The great one-man folk music institution Pete Seeger died this past Monday at the ripe young age of 94. He was a powerfully significant individual in American culture, both in terms of his ideas regarding music and his lifelong dedication to progressive politics and activism. He was a friend of such musicians as Woody Guthrie and Leadbelly and in his group the Weavers was a pre-Rock and Roll pop star with recordings such as Goodnight Irene. He was blacklisted from broadcast media in the US from the 1950s well into the late-1960s due to his refusal to testify before Congress, to whom he stated: "I am not going to answer any questions as to my association, my philosophical or religious beliefs or my political beliefs, or how I voted in any election, or any of these private affairs. I think these are very improper questions for any American to be asked, especially under such compulsion as this." Nevertheless his concerts remained popular and he appeared until the end of his life at rallies, protests, and benefits for countless causes. I saw him perform twice, once at a miniscule protest against Pinochet's Chilean government, and once at a considerably larger "No Nukes" rally (both in Washington DC in the late 1980s). He was a stalwart civil rights supporter, popularized the banjo, wrote the song "Turn Turn Turn" which in The Byrds' version would become a classic rock staple, and in the 1960s, Seeger traveled widely, filming all manner of "world music" decades before the term was widely used (and abused). More recently Bruce Springsteen won a Grammy for one of his best records We Shall Overcome: The Seeger Sessions (2006), inspired by Seeger's arrangements of traditional folk songs and ballads. You can read his obituary here, and the Pete Seeger Appreciation Page has a vast amount of material as well.
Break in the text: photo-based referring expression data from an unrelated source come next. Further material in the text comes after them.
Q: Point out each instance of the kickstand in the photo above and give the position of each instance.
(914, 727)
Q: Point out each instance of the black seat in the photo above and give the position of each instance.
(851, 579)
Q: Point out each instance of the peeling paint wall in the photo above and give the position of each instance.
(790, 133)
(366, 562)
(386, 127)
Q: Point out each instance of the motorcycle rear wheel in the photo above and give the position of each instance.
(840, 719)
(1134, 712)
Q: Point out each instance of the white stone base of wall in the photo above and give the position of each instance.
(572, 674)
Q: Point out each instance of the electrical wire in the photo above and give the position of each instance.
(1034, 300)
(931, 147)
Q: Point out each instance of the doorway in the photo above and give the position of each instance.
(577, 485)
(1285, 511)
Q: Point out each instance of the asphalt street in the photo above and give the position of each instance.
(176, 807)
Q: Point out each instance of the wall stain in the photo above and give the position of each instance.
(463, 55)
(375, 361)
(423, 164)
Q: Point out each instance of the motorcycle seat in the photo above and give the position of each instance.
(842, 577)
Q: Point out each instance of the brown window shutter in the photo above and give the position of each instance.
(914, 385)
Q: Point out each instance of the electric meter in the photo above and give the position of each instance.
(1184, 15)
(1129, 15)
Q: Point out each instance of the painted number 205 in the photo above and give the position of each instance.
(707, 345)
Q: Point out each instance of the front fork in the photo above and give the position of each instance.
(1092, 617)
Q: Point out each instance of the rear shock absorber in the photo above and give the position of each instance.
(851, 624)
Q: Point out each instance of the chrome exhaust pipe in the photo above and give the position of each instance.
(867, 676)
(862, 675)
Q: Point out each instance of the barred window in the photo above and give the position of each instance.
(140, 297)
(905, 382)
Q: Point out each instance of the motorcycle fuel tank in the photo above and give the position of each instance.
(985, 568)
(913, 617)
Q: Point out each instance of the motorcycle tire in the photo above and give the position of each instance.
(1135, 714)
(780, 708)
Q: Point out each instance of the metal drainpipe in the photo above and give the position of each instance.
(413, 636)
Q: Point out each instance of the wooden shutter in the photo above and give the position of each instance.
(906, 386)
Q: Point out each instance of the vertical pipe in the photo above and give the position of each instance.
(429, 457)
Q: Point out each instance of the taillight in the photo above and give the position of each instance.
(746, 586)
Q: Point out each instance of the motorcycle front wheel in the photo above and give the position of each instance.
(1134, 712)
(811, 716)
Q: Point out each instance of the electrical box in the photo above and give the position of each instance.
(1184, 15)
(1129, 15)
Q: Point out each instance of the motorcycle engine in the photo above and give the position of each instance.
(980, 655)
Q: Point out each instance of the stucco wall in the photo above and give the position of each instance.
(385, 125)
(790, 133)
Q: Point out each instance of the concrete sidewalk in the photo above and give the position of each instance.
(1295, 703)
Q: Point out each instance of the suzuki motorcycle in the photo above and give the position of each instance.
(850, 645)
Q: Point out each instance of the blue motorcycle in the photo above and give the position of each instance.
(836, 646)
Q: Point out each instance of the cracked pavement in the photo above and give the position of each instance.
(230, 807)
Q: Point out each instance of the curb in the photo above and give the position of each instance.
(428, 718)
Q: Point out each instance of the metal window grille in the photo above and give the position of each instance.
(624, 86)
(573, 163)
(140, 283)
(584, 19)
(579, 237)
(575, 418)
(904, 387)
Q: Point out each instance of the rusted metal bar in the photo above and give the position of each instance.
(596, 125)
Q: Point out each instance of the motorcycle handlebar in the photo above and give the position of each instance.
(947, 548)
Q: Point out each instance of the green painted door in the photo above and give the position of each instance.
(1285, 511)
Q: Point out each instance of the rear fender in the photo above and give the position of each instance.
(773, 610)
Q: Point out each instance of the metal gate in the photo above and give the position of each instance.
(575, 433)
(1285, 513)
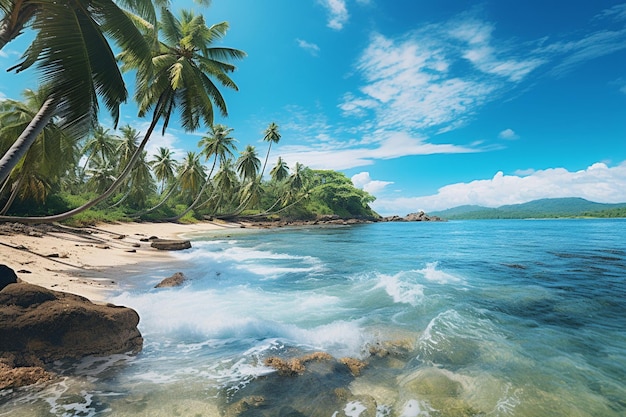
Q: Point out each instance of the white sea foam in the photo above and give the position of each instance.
(433, 274)
(415, 408)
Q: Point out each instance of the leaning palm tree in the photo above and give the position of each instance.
(75, 60)
(181, 75)
(44, 164)
(100, 144)
(272, 136)
(163, 165)
(248, 164)
(219, 145)
(191, 174)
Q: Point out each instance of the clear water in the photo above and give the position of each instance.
(482, 318)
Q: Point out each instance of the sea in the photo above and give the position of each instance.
(459, 318)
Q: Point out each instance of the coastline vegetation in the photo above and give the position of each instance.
(60, 164)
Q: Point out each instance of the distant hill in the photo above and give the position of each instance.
(544, 208)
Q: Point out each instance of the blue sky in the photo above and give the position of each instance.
(426, 104)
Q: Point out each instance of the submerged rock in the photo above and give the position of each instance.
(38, 326)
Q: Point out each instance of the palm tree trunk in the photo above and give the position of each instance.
(266, 158)
(16, 189)
(150, 210)
(102, 197)
(17, 151)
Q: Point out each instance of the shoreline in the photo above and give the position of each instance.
(90, 261)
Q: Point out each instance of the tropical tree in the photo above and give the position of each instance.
(248, 164)
(75, 61)
(280, 170)
(46, 161)
(218, 145)
(127, 144)
(271, 136)
(191, 174)
(181, 75)
(101, 144)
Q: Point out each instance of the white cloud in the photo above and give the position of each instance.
(311, 48)
(363, 181)
(409, 83)
(599, 183)
(508, 134)
(337, 13)
(351, 154)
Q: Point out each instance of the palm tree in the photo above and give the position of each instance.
(45, 162)
(163, 165)
(218, 145)
(75, 61)
(272, 136)
(248, 164)
(180, 75)
(280, 170)
(127, 145)
(191, 174)
(102, 145)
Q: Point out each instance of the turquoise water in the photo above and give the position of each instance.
(474, 318)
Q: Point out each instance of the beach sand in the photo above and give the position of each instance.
(90, 261)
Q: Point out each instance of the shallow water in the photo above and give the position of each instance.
(487, 318)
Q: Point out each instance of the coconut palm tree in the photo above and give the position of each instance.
(181, 75)
(271, 136)
(191, 174)
(75, 60)
(46, 161)
(102, 145)
(248, 164)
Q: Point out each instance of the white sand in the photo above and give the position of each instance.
(89, 264)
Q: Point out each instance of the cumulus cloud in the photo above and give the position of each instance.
(311, 48)
(337, 13)
(508, 134)
(363, 181)
(598, 182)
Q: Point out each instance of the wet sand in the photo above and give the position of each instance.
(89, 261)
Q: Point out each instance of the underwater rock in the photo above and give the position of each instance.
(310, 385)
(175, 280)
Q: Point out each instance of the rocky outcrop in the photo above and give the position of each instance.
(170, 244)
(175, 280)
(7, 276)
(413, 217)
(38, 326)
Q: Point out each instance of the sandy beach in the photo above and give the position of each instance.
(89, 261)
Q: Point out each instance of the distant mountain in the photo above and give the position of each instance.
(544, 208)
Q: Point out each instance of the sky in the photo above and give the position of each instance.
(426, 105)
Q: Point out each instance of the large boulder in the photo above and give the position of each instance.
(38, 326)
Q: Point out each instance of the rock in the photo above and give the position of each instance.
(38, 326)
(19, 377)
(7, 276)
(170, 244)
(175, 280)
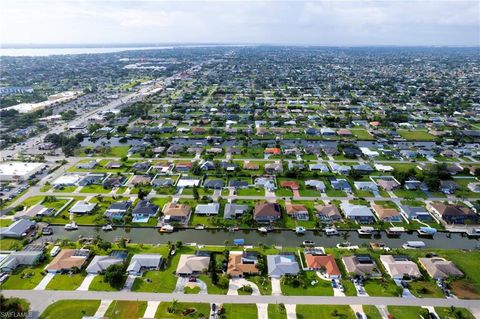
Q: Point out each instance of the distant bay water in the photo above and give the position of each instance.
(70, 51)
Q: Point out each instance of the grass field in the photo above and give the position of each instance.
(65, 282)
(71, 309)
(324, 312)
(123, 309)
(240, 311)
(180, 308)
(276, 311)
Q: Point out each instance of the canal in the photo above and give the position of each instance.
(279, 238)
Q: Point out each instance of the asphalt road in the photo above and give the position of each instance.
(40, 299)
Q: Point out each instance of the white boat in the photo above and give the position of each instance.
(366, 230)
(300, 230)
(71, 226)
(107, 227)
(331, 231)
(166, 228)
(413, 244)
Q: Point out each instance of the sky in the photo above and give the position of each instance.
(341, 22)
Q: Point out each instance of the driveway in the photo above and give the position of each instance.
(86, 282)
(276, 289)
(43, 284)
(237, 283)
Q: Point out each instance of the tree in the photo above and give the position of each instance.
(115, 275)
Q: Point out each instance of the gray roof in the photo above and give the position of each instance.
(141, 261)
(17, 228)
(101, 263)
(279, 265)
(231, 210)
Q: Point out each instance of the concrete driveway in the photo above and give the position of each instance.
(276, 288)
(86, 282)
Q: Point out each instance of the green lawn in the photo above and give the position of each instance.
(446, 313)
(24, 278)
(66, 282)
(98, 284)
(321, 288)
(251, 192)
(416, 135)
(324, 311)
(379, 288)
(277, 311)
(372, 312)
(240, 311)
(179, 308)
(98, 189)
(425, 289)
(405, 312)
(123, 309)
(71, 309)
I'm posting below a link to a very good 2007 documentary on Seeger's life and work. In the intro, Bob Dylan states: "Pete Seeger, he had this amazing ability to look at a group of people and make them all sing parts of the song. You know, make an orchestration out of a simple little song with everyone in the audience singing. Whether you wanted to or not you found yourself singing a part! ... and it would be beautiful." Rest in peace, Pete.